|A genuine Slovak portable ballot box.|
(Photo: Lišiak/Wikimedia Commons)
Voters in Slovakia rejected three referenda asking voters to ban same-sex marriage, adoption by same-sex couples, and compulsory sex education yesterday.
Referenda in Slovakia are only legally binding if 50 percent of eligible voters—in this case, 2,205,765 out of 4,411,529 voters—actually cast a ballot. So while more than 90 percent of people who voted on the ballot questions voted “yes,” voter turnout was less than 22 percent. With insufficient turnout, the referenda won’t take effect.
This was the strategy adopted by LGBT activists in Slovakia: rather than asking voters to vote “no,” they urged voters not to cast a ballot at all. It’s a sound strategy, because—assuming everybody who wants to reject the referenda is on the same page—voting “no” can only improve the chances of the referenda passing.
For convenience’s sake, let’s say there are exactly four million eligible voters in Slovakia. If 1,999,999 voters vote “yes” on a referendum, and nobody votes “no,” the referendum is rejected due to insufficient turnout.
But if 1,999,999 voters vote “yes” and one person votes “no,” the referendum passes.
In fact, the theoretical smallest number of “yes” votes required for passage in this example would be 1,000,001—assuming 999,999 people voted “no.”
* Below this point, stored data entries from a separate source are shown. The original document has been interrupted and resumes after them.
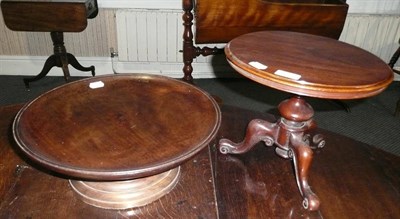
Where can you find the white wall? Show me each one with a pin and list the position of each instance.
(355, 6)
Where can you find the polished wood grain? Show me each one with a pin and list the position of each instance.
(222, 21)
(117, 127)
(47, 16)
(353, 180)
(327, 68)
(55, 17)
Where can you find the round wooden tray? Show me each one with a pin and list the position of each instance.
(117, 127)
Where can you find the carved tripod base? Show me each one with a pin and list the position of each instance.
(61, 59)
(293, 135)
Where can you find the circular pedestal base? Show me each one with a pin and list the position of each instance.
(126, 194)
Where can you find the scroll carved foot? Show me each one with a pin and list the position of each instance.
(257, 130)
(302, 155)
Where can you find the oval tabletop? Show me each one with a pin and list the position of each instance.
(117, 127)
(308, 65)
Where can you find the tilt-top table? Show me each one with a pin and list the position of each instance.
(120, 139)
(304, 65)
(56, 17)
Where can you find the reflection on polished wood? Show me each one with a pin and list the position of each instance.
(122, 140)
(357, 180)
(304, 65)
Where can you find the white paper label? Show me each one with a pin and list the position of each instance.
(287, 74)
(97, 84)
(258, 65)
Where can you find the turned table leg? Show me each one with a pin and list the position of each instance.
(293, 136)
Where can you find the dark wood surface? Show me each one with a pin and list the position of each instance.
(48, 16)
(222, 21)
(133, 125)
(352, 179)
(327, 68)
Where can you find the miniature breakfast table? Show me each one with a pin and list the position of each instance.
(119, 139)
(304, 65)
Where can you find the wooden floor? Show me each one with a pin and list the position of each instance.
(352, 179)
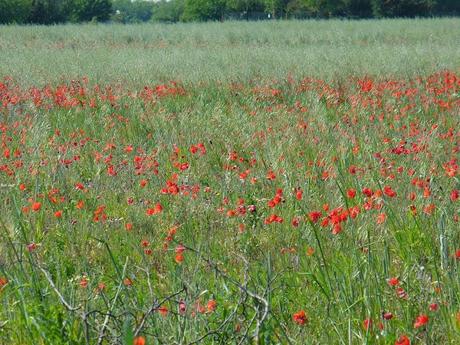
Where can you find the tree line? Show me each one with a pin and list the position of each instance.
(131, 11)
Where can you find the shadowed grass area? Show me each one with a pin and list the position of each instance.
(298, 185)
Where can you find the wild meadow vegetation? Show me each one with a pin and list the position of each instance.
(230, 183)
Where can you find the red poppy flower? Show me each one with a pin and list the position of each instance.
(402, 340)
(139, 341)
(421, 321)
(211, 306)
(36, 206)
(300, 317)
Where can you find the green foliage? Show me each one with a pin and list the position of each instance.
(168, 11)
(49, 11)
(203, 10)
(90, 10)
(14, 11)
(403, 8)
(127, 11)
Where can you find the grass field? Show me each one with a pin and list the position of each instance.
(141, 54)
(230, 183)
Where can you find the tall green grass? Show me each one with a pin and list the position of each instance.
(140, 54)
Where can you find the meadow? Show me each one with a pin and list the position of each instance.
(230, 183)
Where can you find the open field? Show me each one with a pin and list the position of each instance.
(297, 183)
(142, 54)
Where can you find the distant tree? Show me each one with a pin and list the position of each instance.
(132, 11)
(48, 11)
(245, 6)
(90, 10)
(276, 8)
(202, 10)
(448, 7)
(14, 11)
(168, 11)
(403, 8)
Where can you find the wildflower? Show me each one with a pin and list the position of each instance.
(454, 195)
(211, 306)
(300, 317)
(163, 310)
(387, 316)
(139, 341)
(402, 340)
(421, 321)
(434, 307)
(182, 307)
(393, 281)
(367, 324)
(155, 210)
(351, 193)
(36, 206)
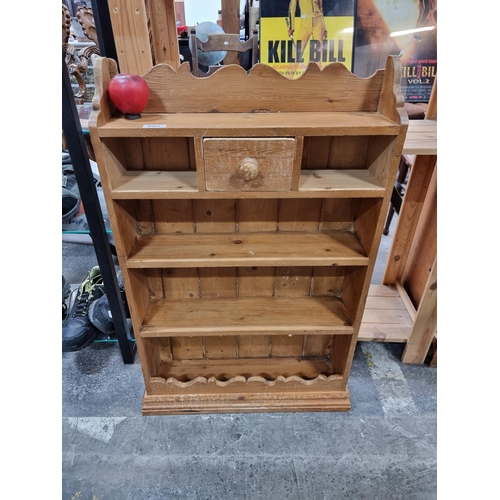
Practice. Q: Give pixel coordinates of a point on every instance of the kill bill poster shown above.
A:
(407, 28)
(294, 33)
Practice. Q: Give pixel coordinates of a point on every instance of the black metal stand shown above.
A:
(84, 177)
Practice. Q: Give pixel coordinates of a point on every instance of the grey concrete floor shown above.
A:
(384, 448)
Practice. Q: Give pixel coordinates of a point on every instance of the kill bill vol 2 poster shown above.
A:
(296, 32)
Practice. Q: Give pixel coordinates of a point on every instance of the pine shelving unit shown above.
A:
(247, 211)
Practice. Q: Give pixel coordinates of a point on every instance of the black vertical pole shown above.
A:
(85, 180)
(104, 29)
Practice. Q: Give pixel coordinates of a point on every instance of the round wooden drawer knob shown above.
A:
(249, 168)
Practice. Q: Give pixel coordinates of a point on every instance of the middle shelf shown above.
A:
(246, 315)
(183, 184)
(325, 248)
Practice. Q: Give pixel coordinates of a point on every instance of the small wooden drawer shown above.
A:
(249, 164)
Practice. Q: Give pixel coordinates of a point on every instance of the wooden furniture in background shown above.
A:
(223, 42)
(404, 307)
(77, 60)
(247, 211)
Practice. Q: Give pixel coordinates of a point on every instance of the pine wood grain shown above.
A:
(255, 315)
(230, 124)
(325, 248)
(129, 21)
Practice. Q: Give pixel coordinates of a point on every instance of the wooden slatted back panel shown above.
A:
(232, 90)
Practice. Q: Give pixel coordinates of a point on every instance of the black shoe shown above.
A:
(66, 292)
(77, 331)
(100, 313)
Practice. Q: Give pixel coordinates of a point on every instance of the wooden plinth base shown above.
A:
(175, 404)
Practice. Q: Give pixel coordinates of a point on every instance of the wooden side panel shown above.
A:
(348, 152)
(327, 281)
(257, 215)
(181, 284)
(418, 183)
(287, 346)
(187, 348)
(380, 159)
(425, 325)
(172, 154)
(423, 250)
(338, 214)
(316, 152)
(231, 24)
(173, 216)
(299, 214)
(219, 282)
(215, 216)
(352, 289)
(365, 224)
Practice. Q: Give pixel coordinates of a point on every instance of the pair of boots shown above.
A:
(88, 313)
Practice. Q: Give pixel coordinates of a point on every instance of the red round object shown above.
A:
(129, 93)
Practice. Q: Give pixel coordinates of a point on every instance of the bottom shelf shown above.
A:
(245, 385)
(386, 317)
(226, 369)
(241, 403)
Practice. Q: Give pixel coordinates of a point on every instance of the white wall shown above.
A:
(198, 11)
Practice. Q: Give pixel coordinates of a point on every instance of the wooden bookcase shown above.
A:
(247, 211)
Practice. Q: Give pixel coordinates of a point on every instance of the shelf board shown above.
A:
(348, 183)
(227, 369)
(326, 248)
(246, 315)
(250, 125)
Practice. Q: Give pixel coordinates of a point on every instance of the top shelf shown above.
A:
(250, 125)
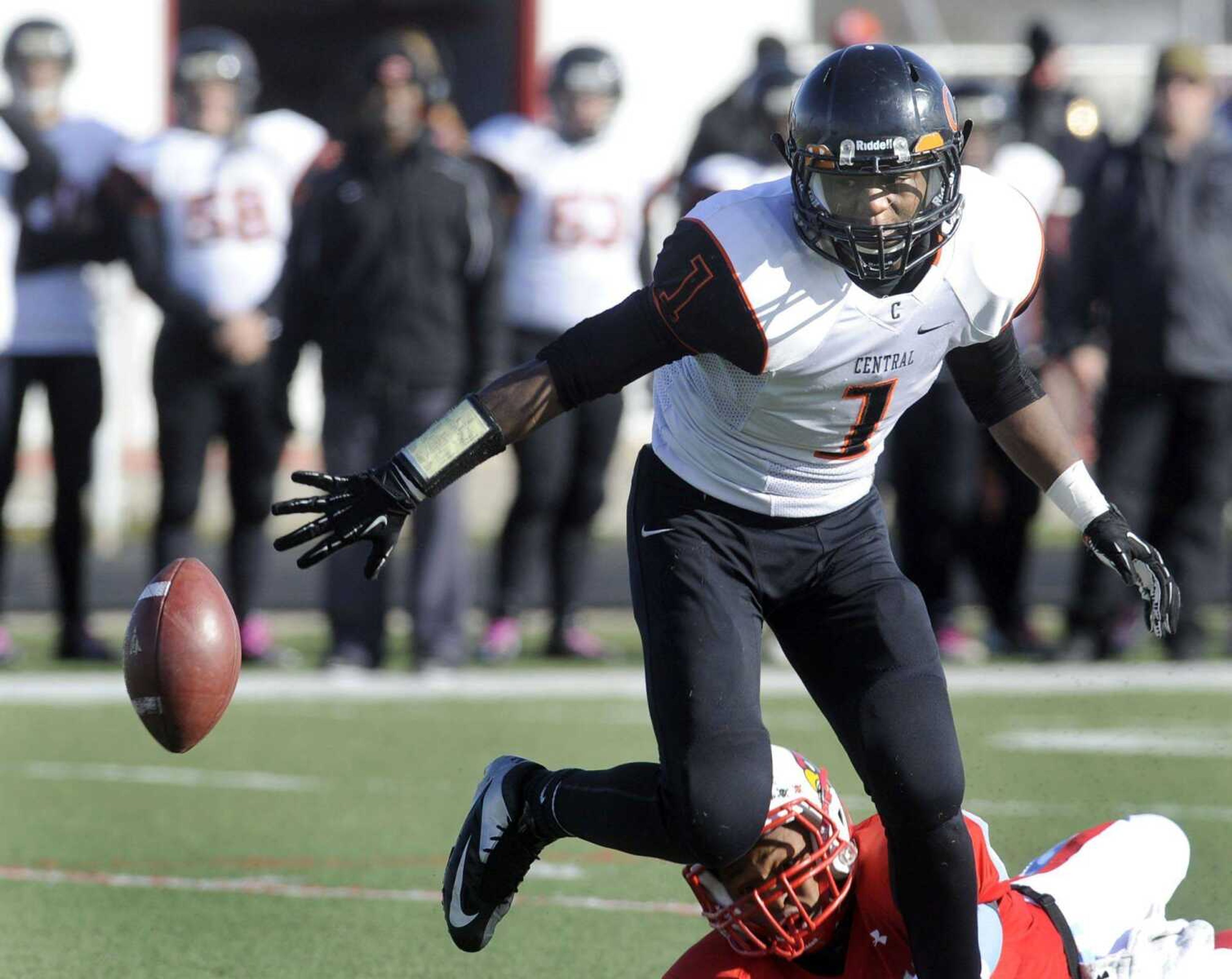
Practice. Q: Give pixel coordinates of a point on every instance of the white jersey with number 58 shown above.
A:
(226, 202)
(581, 221)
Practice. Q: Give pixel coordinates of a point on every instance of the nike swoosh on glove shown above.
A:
(365, 507)
(1140, 566)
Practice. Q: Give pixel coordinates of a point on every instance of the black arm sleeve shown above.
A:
(992, 379)
(605, 353)
(694, 306)
(135, 216)
(42, 170)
In the case of this past vote, it looks like Slovaks who wanted to reject the referenda were on the same page and mostly stayed home instead of voting “no.” But there’s an interesting bit of game theory involved with deciding whether to stay home or to cast a “no” ballot:
Assuming you think your fellow referendum-rejecters are completely rational, it’s obviously best to stay home and not vote at all.
But if you think enough of your referendum-rejecters haven’t thought it through and will show up to vote “no”—enough to push turnout over 50 percent but not enough to make up 50 percent of those who do vote—then you need to show up to vote “no,” so that the “no” vote has a fighting chance of winning.
But then if you don’t necessarily think referendum-rejecters are stupidly going to vote “no,” but you think enough referendum-rejecters think that enough referendum-rejecters are stupid enough to vote “no” and will subsequently vote “no” themselves, then you need to vote “no” as well. Which is bananas, right?
And there’s another wrinkle to this, too. These three referenda are bundled together on the same ballot. If blank responses—that is, checking neither “yes” nor “no”—count toward the turnout tally, that may explain why those who voted “no” did so: it’s not stupidity, but rather, a split ballot. They may have very strongly wanted to vote “yes” on one question (say, banning compulsory sex education) but weren’t in favor of another (like banning same-sex adoption). Since they’re contributing to the turnout even if they leave the adoption ban question blank, they decide to vote “no.” Which is yet another factor in the game theory calculus for referendum-rejecters—are there enough ballot splitters to push turnout over 50 percent?
In this particular ballot, the questions deal with related topics, and there’s a good chance that “yes” voters will vote “yes” for all three, and “no” voters will do the same. But there’s plenty of opportunity for monkeyshines in this setup—what if the questions were phrased differently, like asking voters to ban same-sex marriage (so that the “no” vote is the pro-LGBT vote) in one question and approve same-sex adoption (so that the “yes” vote is the pro-LGBT vote) in another?
Or what if they bundled together unrelated questions that could scramble voting coalitions? I don’t know anything about Slovak politics, but if this referendum system were in place in the United States, it’d be hard to figure out the correct strategy if the ballot questions concerned, say, mandatory vaccination, gun control, and marijuana legalization.
In any case, it highlights a quirk of democracy—that the way you let people vote can play a huge role in how that vote ends up. An ideal voting method is one in which no game theory is required as a voter; you merely express how you feel without worrying about what other people are doing.
But that rarely happens. As a result, it’s worth remembering that who’s designing our ballots can be just as important as what’s on them.